Sincèrement, je ne pense pas revenir vivre en France. Comme je l’ai dit précédemment, j’ai trouvé ma place en Haïti. Elle m’a permis de me trouver… J’ai ma vie ici et mes projets…
Lors du tremblement de terre, j’étais à Bordeaux. Je m’en souviens très bien. Je me suis réveillée et la télévision était restée allumée toute la nuit. Je suis tombée sur la matinale de Canal + qui diffusait un reportage sur Haïti. Je pensais que c’était sur la pauvreté et que l’on montrait Haïti en exemple. Quand il y a eu le retour plateau, sur l’écran géant figurait une photo du Palais National effondré, titrée en gros caractères « Tremblement de terre en Haïti »… J’en suis tombée du canapé, je pensais que c’était un cauchemar et que j’allais me réveiller. Hélas non… Une fois revenue à la réalité, tout ce que l’on souhaite est de contacter les proches que l’on sait là-bas. Ce que j’ai fait jusque tard dans la nuit. La dernière personne dont j’avais réussi à avoir des nouvelles était ma meilleure amie qui était partie vivre là-bas deux ans plus tôt.

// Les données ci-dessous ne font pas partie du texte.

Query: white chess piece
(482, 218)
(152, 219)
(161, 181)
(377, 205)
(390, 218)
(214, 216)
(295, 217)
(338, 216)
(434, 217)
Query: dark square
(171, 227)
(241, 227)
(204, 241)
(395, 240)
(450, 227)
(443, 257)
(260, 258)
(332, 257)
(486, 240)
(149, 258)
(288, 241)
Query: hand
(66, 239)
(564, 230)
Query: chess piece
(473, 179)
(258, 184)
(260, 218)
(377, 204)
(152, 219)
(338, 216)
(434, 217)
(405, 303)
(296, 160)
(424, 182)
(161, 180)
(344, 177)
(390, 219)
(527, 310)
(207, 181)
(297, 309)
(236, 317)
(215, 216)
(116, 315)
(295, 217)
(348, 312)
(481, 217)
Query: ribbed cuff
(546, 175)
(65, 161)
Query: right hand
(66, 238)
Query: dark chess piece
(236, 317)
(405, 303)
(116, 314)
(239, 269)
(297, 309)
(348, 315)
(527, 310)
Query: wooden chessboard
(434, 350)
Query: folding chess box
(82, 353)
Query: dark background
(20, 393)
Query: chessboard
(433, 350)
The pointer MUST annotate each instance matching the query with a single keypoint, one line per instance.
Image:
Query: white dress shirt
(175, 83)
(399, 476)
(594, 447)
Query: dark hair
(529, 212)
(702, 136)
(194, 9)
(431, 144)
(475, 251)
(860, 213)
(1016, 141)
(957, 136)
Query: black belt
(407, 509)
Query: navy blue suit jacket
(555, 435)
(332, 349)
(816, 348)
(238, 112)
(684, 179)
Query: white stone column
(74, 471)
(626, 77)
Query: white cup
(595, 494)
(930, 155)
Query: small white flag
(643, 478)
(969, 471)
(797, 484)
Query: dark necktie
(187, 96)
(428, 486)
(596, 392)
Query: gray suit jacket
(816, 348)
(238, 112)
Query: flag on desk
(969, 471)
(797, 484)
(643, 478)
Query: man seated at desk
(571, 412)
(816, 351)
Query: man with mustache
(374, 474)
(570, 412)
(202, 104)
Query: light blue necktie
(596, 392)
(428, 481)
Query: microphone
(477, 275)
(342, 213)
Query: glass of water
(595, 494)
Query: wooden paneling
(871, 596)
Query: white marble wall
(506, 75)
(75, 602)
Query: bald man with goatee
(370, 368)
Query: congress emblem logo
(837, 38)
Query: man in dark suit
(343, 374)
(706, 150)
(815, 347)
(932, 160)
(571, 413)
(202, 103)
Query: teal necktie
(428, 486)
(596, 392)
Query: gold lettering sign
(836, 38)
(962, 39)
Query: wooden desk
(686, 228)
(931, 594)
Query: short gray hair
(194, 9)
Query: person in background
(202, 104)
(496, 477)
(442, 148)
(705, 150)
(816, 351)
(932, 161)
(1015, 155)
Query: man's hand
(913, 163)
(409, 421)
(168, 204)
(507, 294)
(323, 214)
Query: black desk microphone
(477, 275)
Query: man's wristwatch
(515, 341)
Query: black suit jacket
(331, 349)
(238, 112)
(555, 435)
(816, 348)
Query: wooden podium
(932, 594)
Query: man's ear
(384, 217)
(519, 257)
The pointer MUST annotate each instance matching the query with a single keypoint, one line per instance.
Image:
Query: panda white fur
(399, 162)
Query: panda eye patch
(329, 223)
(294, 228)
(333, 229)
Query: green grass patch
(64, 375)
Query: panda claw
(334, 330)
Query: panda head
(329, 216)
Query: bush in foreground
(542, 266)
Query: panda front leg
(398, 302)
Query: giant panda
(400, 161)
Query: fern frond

Même si on ne vit pas ce drame en direct, l’angoisse s’installe et l’attente est terrible car on a le temps de s’imaginer tous les scénarios possibles. Les réseaux sociaux ont été d’une grande aide.
Ma vie tourne principalement en ce moment autour de mon travail, auquel je m’adonne avec passion. J’adore enseigner le français. C’est ma manière à moi d’être utile à Haïti. Je travaille du lundi au samedi dès 7 heures. Généralement, je finis vers 16 heures. Et là je rentre chez moi ou je passe dans mon restaurant ou plutôt mon spot, où je me pose seule ou avec mes amis pour refaire le monde !
Une autre chose que j’affectionne est la moto avec laquelle je me sens libre ! Et puis c’est un moyen de transport rapide même s’il est dangereux, car en Haïti il y a « anpil blokis » ! C’est l’excuse favorite de mes chers étudiants retardataires ! Comme s’il n’y avait qu’en Haïti que se produisent des embouteillages ! Pendant mon temps libre, je cours à la mer ou à la montagne ! C’est extraordinaire d’être ici et de pouvoir être en symbiose avec la terre et la mer, les deux éléments qui me sont nécessaires…
Sinon, je pars à la découverte du pays…
Et ce qui est beau est que les Haïtiens, qu’ils soient dans le pays ou résident ailleurs, portent Haïti en eux… Comme je disais à mes amis haïtiens installés à Bordeaux : « Si Haïti n’existait pas, vous l’auriez créé… »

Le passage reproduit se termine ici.